Below you find the Holter-ECG tracing of a 16 y/o female:
As you can see in the top row, there is regular sinus rhythm of 75 bpm. The sixth beat falls early and shows a different P morphology, i.e. a premature atrial contraction (PAC). The subsequent beat (8th) comes in even earlier with the P before the T peak. Also of note, there is sudden prolongation of the PR interval. That is called a "Jump", as the conduction towards the AV node (AVN) "jumps" from the fast to the slow conducting pathway. This proves presence of dual AVN physiology, and also in this case initiates supra ventricular tachycardia (SVT).
Looking closer at the tachycardia, it is a very regular narrow complex tachycardia with P waves hidden in the S waves. RP interval is short, somewhat about 50-60ms. Combining our findings, this is very suspicious of AV nodal reentry tachycardia (AVNRT).
AVNRT is the second most common tachycardia in pediatric patients. It is, however, the most common form of SVT in adult patients. Presence of dual AVN physiology (present in about 30% of all people; see picture below) sets the stage for AVNRT.
Dual AVN physiology
Typically, tachycardia is initiated by premature contractions, often appearing when patients are physically or emotionally stressed (sports, excitement, fear). Sometimes tachycardia might even be induced by spicy foods.
The "jump", which actually is a sudden prolongation of the atrium to his bundle conduction time (AH-jump), results from the fast pathway being rendered refractory while the slow pathway continues conduction. Sometimes you may spot this "jump" on the ECG. That is why it is always advisable to take a look at the beginning of a tachycardia.
The tachycardia itself is quite regular, as is typical for reentry based arrhythmias.
Due to the fact that the reentry circuit is set within the AVN, retrograde atrial conduction via the fast pathway and integrate ventricular conduction via the bundle of His happen almost synchronously. Thus, the P waves are either hidden within the QRS or my appear at its´ end, usually not later than 90ms after R peak.

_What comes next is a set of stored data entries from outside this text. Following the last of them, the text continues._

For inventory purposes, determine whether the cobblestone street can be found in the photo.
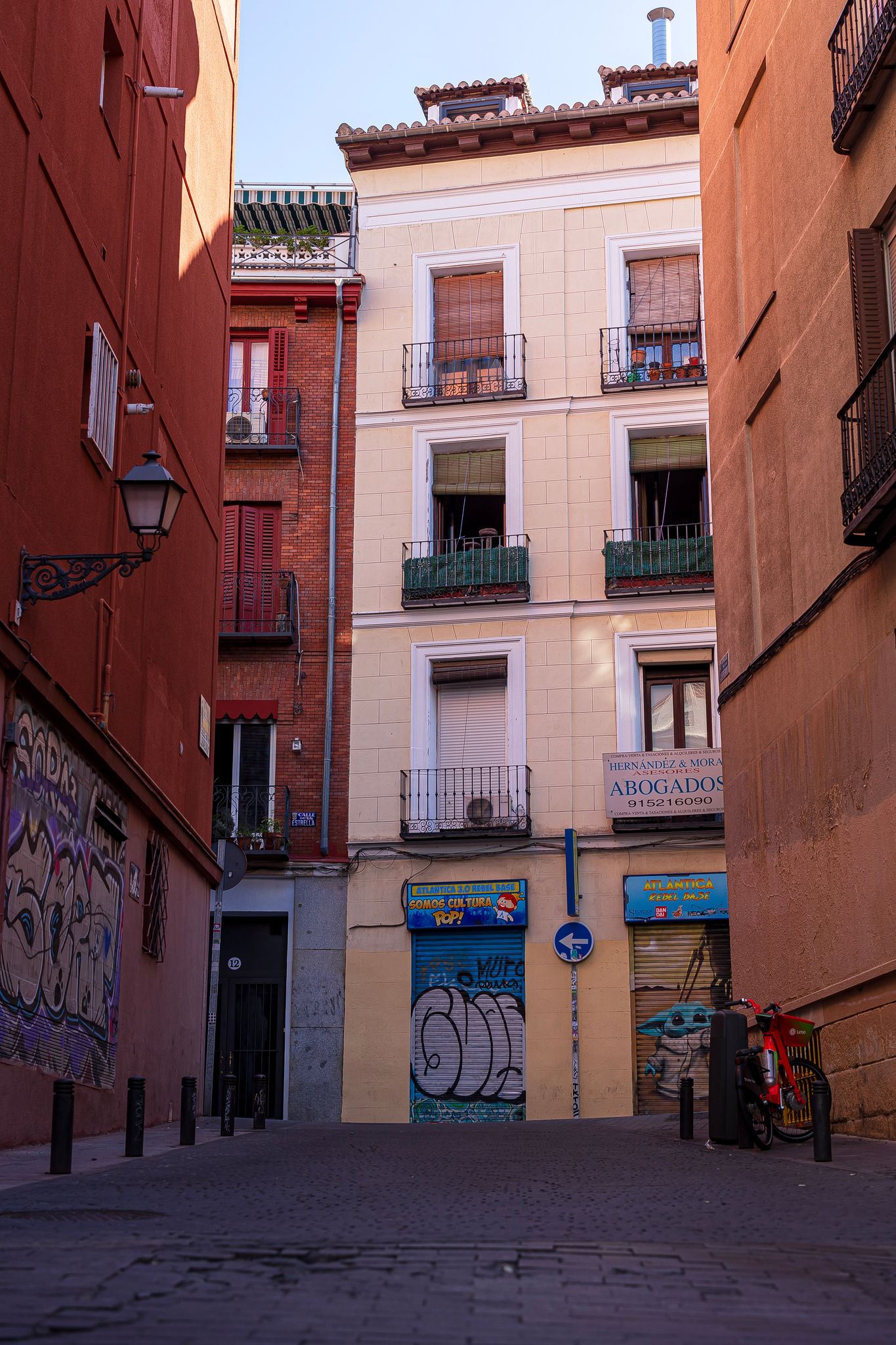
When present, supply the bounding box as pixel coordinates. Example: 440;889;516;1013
0;1118;896;1345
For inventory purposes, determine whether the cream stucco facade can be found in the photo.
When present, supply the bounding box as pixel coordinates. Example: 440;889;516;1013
344;97;724;1122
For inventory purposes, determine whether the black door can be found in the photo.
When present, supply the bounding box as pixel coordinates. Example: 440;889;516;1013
212;916;288;1116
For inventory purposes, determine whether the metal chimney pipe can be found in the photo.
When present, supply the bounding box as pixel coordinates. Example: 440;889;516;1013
647;5;675;66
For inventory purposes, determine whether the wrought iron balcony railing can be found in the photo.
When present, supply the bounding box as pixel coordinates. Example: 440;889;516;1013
603;523;714;597
224;387;301;452
218;570;298;644
402;334;525;406
402;533;529;607
402;765;532;837
837;336;896;546
828;0;896;155
601;323;706;393
231;227;352;276
211;784;290;860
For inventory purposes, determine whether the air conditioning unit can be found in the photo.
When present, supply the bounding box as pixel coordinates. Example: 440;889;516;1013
466;793;494;827
224;416;253;444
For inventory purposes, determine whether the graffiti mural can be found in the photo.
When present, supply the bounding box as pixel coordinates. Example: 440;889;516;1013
0;702;127;1088
411;931;525;1122
634;921;731;1113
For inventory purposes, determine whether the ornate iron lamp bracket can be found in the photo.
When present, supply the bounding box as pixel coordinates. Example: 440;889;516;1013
19;538;158;607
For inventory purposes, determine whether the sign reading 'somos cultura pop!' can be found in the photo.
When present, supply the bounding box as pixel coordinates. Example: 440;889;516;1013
603;749;725;818
407;878;526;929
625;873;728;924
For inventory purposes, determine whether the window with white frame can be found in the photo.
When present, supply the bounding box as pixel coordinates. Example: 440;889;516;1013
83;323;118;467
414;418;523;546
614;627;720;752
403;638;528;831
412;244;523;376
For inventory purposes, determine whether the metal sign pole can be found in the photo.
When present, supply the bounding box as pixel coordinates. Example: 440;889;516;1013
570;961;580;1120
203;841;227;1116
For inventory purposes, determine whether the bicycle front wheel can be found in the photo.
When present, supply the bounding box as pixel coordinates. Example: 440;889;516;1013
773;1056;826;1145
738;1084;774;1149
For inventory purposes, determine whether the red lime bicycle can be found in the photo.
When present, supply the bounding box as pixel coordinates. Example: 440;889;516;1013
731;1000;828;1149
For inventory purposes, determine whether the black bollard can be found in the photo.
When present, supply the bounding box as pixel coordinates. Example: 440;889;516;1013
810;1078;830;1164
736;1054;755;1149
253;1074;267;1130
180;1074;196;1145
50;1078;75;1177
125;1074;146;1158
678;1078;693;1139
221;1074;236;1136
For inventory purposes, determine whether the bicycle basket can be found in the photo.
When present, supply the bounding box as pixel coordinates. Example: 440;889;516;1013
771;1013;815;1046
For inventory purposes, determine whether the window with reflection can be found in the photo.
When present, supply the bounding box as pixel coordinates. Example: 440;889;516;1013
643;665;712;752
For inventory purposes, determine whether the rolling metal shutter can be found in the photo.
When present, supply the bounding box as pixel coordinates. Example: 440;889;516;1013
633;920;731;1114
411;929;525;1122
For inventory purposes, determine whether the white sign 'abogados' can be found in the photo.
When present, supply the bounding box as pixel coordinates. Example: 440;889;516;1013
603;749;725;818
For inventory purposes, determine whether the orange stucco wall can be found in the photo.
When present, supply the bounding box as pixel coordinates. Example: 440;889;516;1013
698;0;896;1138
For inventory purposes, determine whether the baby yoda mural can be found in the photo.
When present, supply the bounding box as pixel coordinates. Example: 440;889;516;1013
638;1003;715;1099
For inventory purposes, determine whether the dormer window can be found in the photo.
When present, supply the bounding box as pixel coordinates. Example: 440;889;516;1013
622;79;691;102
439;99;507;121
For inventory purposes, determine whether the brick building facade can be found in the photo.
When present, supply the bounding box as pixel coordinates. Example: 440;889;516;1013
213;186;360;1119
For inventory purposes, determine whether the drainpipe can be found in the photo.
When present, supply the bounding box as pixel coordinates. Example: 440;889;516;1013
321;278;344;857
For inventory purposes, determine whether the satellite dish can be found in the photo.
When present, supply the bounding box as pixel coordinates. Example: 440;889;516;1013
222;841;246;892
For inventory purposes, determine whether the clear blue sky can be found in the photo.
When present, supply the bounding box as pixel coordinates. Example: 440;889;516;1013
236;0;697;181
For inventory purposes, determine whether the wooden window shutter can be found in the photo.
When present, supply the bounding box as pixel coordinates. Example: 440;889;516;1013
849;229;889;384
221;504;239;631
255;504;280;631
433;271;503;354
267;327;289;444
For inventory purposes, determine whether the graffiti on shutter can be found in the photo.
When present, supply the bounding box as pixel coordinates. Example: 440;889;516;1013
411;929;525;1122
634;921;731;1114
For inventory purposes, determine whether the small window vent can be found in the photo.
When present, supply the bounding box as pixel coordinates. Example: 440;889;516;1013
144;833;168;961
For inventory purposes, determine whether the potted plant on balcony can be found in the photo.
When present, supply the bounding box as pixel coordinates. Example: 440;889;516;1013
261;818;284;850
211;810;234;841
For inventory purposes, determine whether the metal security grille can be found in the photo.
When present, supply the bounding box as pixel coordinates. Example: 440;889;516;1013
633;920;731;1114
144;833;168;961
228;981;284;1116
411;929;525;1122
87;323;118;467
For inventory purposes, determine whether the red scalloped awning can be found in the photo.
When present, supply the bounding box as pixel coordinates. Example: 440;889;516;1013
215;701;277;721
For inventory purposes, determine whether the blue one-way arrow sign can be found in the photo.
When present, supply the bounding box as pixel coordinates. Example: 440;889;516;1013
553;920;594;961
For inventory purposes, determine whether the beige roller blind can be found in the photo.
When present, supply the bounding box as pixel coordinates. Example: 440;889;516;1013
629;435;706;472
433;271;503;342
629;253;700;328
435;680;507;768
637;650;712;667
433;448;503;495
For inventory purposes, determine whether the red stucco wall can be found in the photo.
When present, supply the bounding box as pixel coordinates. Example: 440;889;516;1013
0;0;236;1143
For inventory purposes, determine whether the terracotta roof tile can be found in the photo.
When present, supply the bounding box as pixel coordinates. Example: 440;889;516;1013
414;76;532;112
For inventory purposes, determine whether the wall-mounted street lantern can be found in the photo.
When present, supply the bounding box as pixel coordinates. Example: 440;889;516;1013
19;452;186;607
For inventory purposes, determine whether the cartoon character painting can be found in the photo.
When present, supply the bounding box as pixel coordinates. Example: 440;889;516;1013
638;1003;715;1100
496;892;520;924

In typical AVNRT the electrical impulse uses the slow pathway to enter the AVN, and the fast PW to retrogradely activate the atria ("Slow-Fast-AVNRT"). However, depending on conduction properties of the pathways, timing of the impulse and refractory periods, it is possible for the circuit running the other way around (i.e. "Fast-Slow-AVNRT" or atypical AVNRT).
Since the AVN is involved in the reentry circuit, vagal maneuvers or adenosine may terminate tachycardia by slowing/blocking AVN conduction.
According to current guidelines, catheter ablation is the mainstay of therapy. Success rates for AVNRT ablation are about 96%, with low overall risk. Following successful ablation therapy there is no need for further medical treatment, as the arrhythmia is cured.